Thanks for those thoughts, and it’s always amazing to see how much insight you all can provide even beyond what we come up with in our analysis.
Alessandro also had another thought that he wanted to add about the helipad scene. He made some connections when Lex was talking to Lois about the topic of circles.
When Lex says “Next category: Circles. Round, and round, and round they go to find Superman.” at face value we can consider that Lex has been monitoring Superman via radar which uses circles as we see later in the movie when the Department of Defense are monitoring Superman and Doomsday after launching the nuke. This is an indication that Lex has been looking for Superman and knows he has returned.
But the manner in which he categorically brings up the topic of circles spotlights it and suggests a deeper meaning and reason for wording it in such a way. While it may or may not have been intentional, Lex’s line about circles creates a connection to Dante Alighieri’s epic poem, The Divine Comedy. This wouldn’t be the first reference to a Biblical epic poem in the movie. Let’s not forget the painting in Lex’s house which was inspired by Gustave Dore’s The Fall of the Rebel Angels from Book I of John Milton’s Paradise Lost. This makes it more likely that the reference to the Divine Comedy was intentional. In it Dante traverses the nine circles of hell to find God in Heaven. Similarly, Lex has gone through his own hell to get at Superman who is described as a god.

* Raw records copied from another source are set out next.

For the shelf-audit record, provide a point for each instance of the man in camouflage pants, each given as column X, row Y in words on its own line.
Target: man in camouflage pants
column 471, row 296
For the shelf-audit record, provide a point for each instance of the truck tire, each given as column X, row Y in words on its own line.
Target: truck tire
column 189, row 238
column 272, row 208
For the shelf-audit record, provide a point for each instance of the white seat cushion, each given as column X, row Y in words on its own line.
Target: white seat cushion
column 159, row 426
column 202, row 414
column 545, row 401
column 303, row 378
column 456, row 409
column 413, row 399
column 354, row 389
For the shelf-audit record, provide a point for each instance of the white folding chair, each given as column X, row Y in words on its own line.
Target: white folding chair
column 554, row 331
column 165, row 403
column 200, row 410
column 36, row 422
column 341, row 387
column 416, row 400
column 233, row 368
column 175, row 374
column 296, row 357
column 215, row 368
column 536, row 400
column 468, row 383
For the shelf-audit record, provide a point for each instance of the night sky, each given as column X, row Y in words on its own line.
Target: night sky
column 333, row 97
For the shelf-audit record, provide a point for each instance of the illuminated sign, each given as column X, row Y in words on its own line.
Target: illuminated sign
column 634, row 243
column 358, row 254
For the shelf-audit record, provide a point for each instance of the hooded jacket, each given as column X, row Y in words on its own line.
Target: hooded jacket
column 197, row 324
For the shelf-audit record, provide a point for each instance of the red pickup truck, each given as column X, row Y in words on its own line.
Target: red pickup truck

And Dante depicts Heaven as nine concentric spheres with God at its center. After the DoD launches the nuke and Batman says “Oh God,”, Swanwick seeks god, in this case projectile 2 which is Superman, in the heavens above within the concentric circles with increasing degrees of shading in their annuli as if to represent the spheres of heaven, after the devil, or projectile 1 which is Doomsday, has fallen from the heavens and can be found at the center of the unshaded circles on the radar in contrast, as if to represent the circles of hell. So that scene touches on both The Divine Comedy and Paradise Lost, but is set up by Lex’s reference to circles in the context of finding Superman.

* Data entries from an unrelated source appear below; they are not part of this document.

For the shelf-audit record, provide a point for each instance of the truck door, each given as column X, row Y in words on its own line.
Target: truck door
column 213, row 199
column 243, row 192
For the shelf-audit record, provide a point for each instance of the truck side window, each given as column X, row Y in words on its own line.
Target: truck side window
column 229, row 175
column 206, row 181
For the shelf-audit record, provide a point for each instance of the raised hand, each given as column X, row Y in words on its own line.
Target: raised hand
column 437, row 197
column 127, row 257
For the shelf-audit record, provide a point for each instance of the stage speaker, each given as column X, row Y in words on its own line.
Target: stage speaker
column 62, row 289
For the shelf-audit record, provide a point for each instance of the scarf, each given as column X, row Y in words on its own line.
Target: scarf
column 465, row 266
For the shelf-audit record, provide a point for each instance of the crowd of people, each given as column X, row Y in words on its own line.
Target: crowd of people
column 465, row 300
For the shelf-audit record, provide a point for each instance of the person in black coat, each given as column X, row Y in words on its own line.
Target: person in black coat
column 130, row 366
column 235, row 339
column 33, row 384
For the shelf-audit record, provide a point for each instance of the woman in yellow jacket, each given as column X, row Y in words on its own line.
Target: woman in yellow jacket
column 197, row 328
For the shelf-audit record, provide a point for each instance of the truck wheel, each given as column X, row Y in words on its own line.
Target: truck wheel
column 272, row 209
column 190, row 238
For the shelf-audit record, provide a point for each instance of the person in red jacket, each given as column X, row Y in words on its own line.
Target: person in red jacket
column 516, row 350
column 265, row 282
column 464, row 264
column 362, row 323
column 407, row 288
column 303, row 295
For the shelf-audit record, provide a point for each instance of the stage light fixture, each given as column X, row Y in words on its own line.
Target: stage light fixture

The Divine Comedy is an allegory with its first part, Inferno, describing the recognition and rejection of sin which Lex explicitly does when he tells Superman he doesn’t hate the sinner, he hates the sin, and Superman’s sin is existing, a reality which he rejects. Dante’s journey through Hell to Heaven is an emblem of all human experience and a recognition of life’s circularity. It is about the soul’s search for God which Superman is described as.

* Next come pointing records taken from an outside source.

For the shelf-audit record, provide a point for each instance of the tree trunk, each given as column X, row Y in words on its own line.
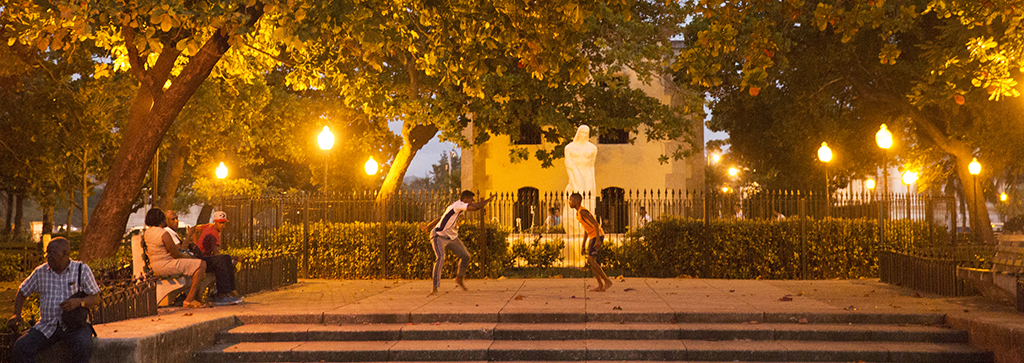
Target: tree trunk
column 10, row 212
column 18, row 212
column 151, row 116
column 175, row 166
column 414, row 137
column 85, row 193
column 981, row 226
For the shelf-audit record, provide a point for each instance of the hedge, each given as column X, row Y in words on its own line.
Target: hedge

Circles have been a symbol of worship for a long time, with many followers believing circles are intrinsically “divine” or “perfect”. This could be why Lex corrects himself and says “wrong category, boy” because he doesn’t want to associate Superman with divinity or perfection, especially given his belief that Superman can’t be all good AND all powerful. The number three is also prominent in the Divine Comedy and Catholicism. Of note, Lex says the word round three times rather than the two times we usually heard it said. This idea of threes leads into Lex’s next line about triangles.